If we let this example run we get some random tweets.

{statusAsText=RT @Pesadohein: "Pode ser pra SEMPRE?" - FERRO TUDOOOOOOOO}
{statusAsText=RT @kabasimsek: abi sen dershaneye mi gittin hira mağarasına mı? @kemalgulen}
{statusAsText=RT @Maeecol: Nos vamos a Elche o no te gusta la aventura??  @Mariyeyes}
{statusAsText=RT @Zackkkk_: My circle so small I can talk to Myself.}
{statusAsText=@soykarolay Ire al de aqui de la casa toda las tardes.}
{statusAsText=@JulianRohatgi I would rather smash my face into rusty nails than study and take this math exam.}

That is nifty. Lets say we only want to extract URL's from the stream. Operators can be supplied a map of properties. In this case we made an operator called EmitFieldsMatchingPatter this is a general purpose operator that takes in a regular expression pattern and emits all matching tokens that match the url separately.

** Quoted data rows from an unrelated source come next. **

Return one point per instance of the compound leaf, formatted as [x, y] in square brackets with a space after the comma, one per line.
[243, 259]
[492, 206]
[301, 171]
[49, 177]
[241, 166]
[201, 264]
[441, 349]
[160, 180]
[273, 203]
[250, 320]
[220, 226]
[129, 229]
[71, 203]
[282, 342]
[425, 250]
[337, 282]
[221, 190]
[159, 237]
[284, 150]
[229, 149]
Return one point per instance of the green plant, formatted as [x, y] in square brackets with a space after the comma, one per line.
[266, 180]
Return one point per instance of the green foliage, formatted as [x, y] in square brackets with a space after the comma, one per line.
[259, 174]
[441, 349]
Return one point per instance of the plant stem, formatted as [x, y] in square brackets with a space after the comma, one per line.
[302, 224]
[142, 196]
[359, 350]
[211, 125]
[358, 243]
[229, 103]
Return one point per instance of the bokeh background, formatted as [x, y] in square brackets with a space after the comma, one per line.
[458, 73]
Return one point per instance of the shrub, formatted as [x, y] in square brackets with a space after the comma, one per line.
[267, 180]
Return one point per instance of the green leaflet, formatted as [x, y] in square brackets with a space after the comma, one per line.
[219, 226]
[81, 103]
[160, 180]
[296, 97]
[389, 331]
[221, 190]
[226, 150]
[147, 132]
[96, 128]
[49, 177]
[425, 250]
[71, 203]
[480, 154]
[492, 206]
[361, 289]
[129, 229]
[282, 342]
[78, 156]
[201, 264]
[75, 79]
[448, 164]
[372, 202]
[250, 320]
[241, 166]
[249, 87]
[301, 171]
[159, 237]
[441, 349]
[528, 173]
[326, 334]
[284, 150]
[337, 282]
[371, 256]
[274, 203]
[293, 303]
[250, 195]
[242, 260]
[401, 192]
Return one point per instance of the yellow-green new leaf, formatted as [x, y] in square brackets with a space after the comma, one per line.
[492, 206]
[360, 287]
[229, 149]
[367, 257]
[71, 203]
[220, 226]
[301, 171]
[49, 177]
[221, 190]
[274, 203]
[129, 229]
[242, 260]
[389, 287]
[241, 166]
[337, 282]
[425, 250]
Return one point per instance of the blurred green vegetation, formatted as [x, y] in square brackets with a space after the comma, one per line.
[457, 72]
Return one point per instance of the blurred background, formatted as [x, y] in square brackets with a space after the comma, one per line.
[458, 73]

public void hangAround() throws JsonGenerationException, JsonMappingException, IOException {
  Map<String,Object> params = MapBuilder.makeMap(EmitFieldsMatchingPattern.SOURCE_FIELD, "statusAsText",
        EmitFieldsMatchingPattern.REGEX,  "\\b(https?|ftp|file)://[-a-zA-Z0-9+&@#/%?=~_|!:,.;]*[-a-zA-Z0-9+&@#/%=~_|]" ) ;
  p = new Plan().withFeedDesc(
        new FeedDesc().withFeedClass(TwitterStreamFeed.class.getName()).withProperties(getCredentialsOrDie()))
              .withRootOperator(new OperatorDesc(new EmitStatusAsTextOperator())
                //.withNextOperator(new OperatorDesc(new BeLoudOperator())));
                .withNextOperator( new OperatorDesc(new EmitFieldsMatchingPattern()).withParameters(params))
                  .withNextOperator(new OperatorDesc(new BeLoudOperator())));

Then we can see our output is only urls.

DEBUG 22:37:34,757 No children operators for this operator. Tuple not being passed on {out=http://t.co/9q7ajc0acs}
DEBUG 22:37:34,759 No children operators for this operator. Tuple not being passed on {out=http://t.co/XWsPCJgeDf}

Next you could build an Operator that just ticks off Cassandra counters.